La République islamique iranienne est devenue l’alliée privilégiée de la révolution bolivarienne dans la proclamée « lutte anti-impérialiste ». Depuis deux décennies, cette présence croissante de l’Iran en territoire américain est considérée comme un défi géopolitique majeur pour Washington, alors que ses ennemis ultraorthodoxes sortent renforcés après l’élection, le 18 juinde Ebrahim Raïssi dès le premier tour de la présidentielle.  

Photo : La Républica

Si l’Iran concentre ses intérêts outre-Atlantique au Venezuela, l’alliance entre ces pays producteurs de pétrole peut être une excuse pour intégrer le marché intérieur d’abord, dans une dynamique de pénétration culturelle – voire religieuse – en Amérique latine en utilisant le pays caribéen comme tremplin. C’est une thèse assez répandue parmi les spécialistes. Or, en examinant de plus près les coulisses de l’axe Caracas-Téhéran, à travers le prisme de la récente élection du chiite ultraconservateur Ebrahim Raïssi, un détail peut passer inaperçu, mais se révèle être la clé de voûte de cette alliance improbable  : ce sont des membres de l’importante communauté chiite vénézuélienne qui ont permis les liens avec le régime islamique, d’abord Mohammad Khatami (1997-2005), puis Mahmoud Ahmadinejad (2005-2013), qui considérait le Venezuela comme un « port de débarquement » en Amérique latine.  
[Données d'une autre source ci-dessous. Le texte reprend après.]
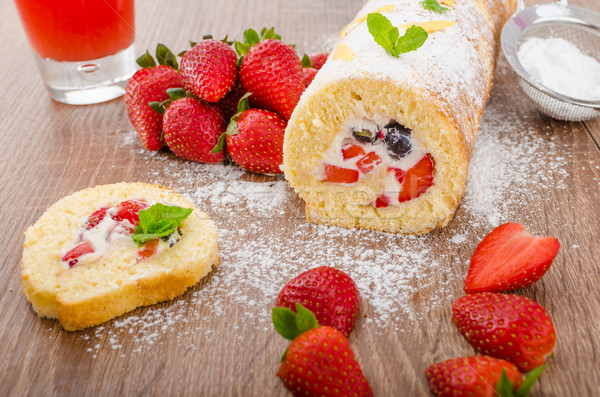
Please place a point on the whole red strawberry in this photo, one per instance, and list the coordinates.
(479, 376)
(509, 258)
(506, 326)
(319, 361)
(329, 293)
(258, 144)
(145, 86)
(272, 72)
(318, 59)
(192, 129)
(209, 69)
(229, 104)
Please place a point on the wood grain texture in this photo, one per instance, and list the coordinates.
(51, 150)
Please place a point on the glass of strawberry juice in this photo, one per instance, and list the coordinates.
(84, 49)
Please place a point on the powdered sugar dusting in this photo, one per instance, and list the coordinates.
(265, 240)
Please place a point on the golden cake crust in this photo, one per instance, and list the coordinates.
(438, 91)
(91, 293)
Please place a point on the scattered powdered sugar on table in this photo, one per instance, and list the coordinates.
(265, 240)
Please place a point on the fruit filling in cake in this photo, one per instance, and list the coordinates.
(110, 227)
(365, 145)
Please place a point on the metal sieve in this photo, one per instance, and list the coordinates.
(578, 25)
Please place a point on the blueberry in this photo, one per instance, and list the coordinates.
(396, 138)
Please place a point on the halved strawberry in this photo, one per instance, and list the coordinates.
(72, 257)
(335, 174)
(509, 258)
(416, 180)
(350, 151)
(368, 162)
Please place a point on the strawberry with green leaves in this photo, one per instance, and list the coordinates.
(147, 85)
(192, 127)
(328, 292)
(272, 71)
(319, 361)
(209, 69)
(509, 258)
(506, 326)
(254, 139)
(479, 376)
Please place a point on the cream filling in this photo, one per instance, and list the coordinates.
(333, 155)
(109, 235)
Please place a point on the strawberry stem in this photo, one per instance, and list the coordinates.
(306, 62)
(146, 61)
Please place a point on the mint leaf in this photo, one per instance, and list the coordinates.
(382, 31)
(289, 324)
(434, 6)
(529, 381)
(305, 319)
(159, 221)
(284, 321)
(414, 38)
(505, 388)
(388, 36)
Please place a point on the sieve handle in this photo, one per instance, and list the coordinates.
(521, 4)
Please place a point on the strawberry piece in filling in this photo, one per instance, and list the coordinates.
(123, 219)
(417, 179)
(95, 218)
(72, 257)
(335, 174)
(350, 151)
(368, 162)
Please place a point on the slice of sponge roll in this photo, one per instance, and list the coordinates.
(118, 275)
(384, 143)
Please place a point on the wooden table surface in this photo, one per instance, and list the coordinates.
(216, 339)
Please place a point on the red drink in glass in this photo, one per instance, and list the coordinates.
(84, 48)
(77, 30)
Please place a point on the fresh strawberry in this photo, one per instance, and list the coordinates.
(318, 60)
(209, 69)
(334, 174)
(192, 128)
(255, 141)
(272, 71)
(72, 257)
(308, 75)
(350, 151)
(506, 326)
(150, 85)
(95, 218)
(478, 376)
(368, 162)
(130, 210)
(509, 258)
(229, 104)
(319, 361)
(329, 293)
(145, 86)
(416, 180)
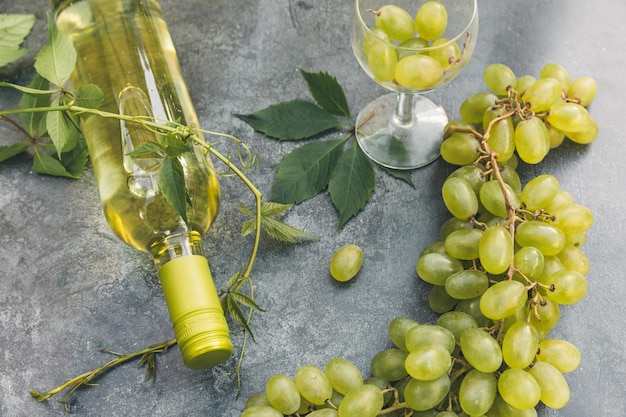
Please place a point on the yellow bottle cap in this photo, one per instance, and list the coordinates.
(196, 312)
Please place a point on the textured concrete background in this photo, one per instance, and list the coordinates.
(68, 287)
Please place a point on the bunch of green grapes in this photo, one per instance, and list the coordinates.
(411, 52)
(522, 115)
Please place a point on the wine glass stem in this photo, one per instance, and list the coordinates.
(404, 109)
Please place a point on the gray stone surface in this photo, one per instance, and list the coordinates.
(69, 288)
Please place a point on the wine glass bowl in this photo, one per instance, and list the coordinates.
(410, 47)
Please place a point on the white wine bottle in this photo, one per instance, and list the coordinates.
(124, 47)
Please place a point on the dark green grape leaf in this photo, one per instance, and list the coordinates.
(15, 149)
(327, 92)
(401, 174)
(352, 183)
(55, 61)
(291, 120)
(49, 165)
(305, 171)
(89, 96)
(172, 184)
(32, 120)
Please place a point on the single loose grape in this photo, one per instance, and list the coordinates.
(518, 388)
(346, 262)
(282, 393)
(364, 401)
(560, 353)
(343, 375)
(313, 384)
(395, 21)
(498, 78)
(555, 391)
(419, 72)
(431, 20)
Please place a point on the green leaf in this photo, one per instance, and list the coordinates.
(49, 165)
(172, 184)
(400, 174)
(291, 120)
(32, 120)
(89, 96)
(352, 183)
(56, 60)
(305, 171)
(14, 28)
(12, 150)
(327, 92)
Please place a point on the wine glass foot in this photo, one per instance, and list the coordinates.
(401, 141)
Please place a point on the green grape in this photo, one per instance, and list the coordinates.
(539, 192)
(398, 329)
(529, 261)
(546, 237)
(343, 375)
(498, 78)
(555, 392)
(562, 197)
(481, 350)
(435, 268)
(532, 140)
(257, 399)
(382, 60)
(502, 409)
(440, 301)
(560, 353)
(572, 218)
(364, 401)
(573, 258)
(261, 411)
(457, 322)
(495, 249)
(463, 244)
(477, 392)
(419, 72)
(474, 106)
(313, 384)
(428, 362)
(519, 345)
(545, 315)
(346, 262)
(424, 395)
(447, 53)
(568, 117)
(587, 135)
(474, 175)
(282, 393)
(542, 94)
(323, 412)
(409, 46)
(503, 299)
(519, 389)
(557, 72)
(431, 20)
(493, 200)
(471, 306)
(460, 149)
(583, 89)
(429, 334)
(569, 286)
(388, 364)
(466, 284)
(459, 198)
(523, 82)
(395, 21)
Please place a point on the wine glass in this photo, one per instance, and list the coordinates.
(403, 129)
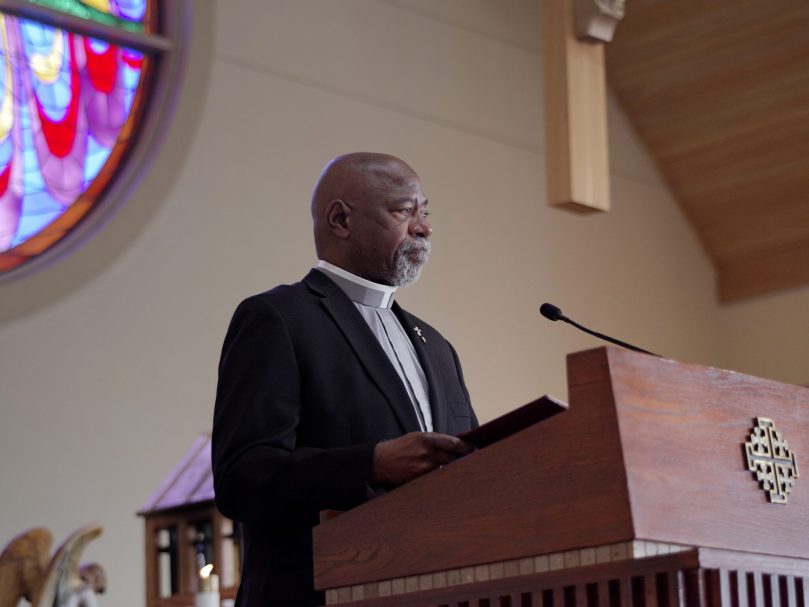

Ce propos prend une dimension particulière à partir des déclarations faites par Nicolás Maduro en septembre 2011. Le dauphin de Hugo Chávez, qui déjà en 2008 avait rencontré Ahmadinejad à Téhéran en tant que ministre vénézuélien des Affaires étrangères, a dit : « Alors que l’impérialisme et ses élites criminelles ont déclaré la guerre au peuple musulman depuis plus de dix ans, nous, dans la révolution bolivarienne […] déclarons notre amour pour la culture du peuple musulman, toute leur histoire, et déclarons notre fraternité éternelle. » Le 19 avril 2013, un mois et demi après la mort de Chávez, Ahmadinejad s’est rendu à Caracas pour participer à la cérémonie d’inauguration de l’ère Maduro, déclarant : « Le Venezuela est à la veille d’une voie glorieuse et a une mission historique importante. […] La relation de l’Iran avec le Venezuela symbolise la relation de l’Iran avec l’Amérique latine. »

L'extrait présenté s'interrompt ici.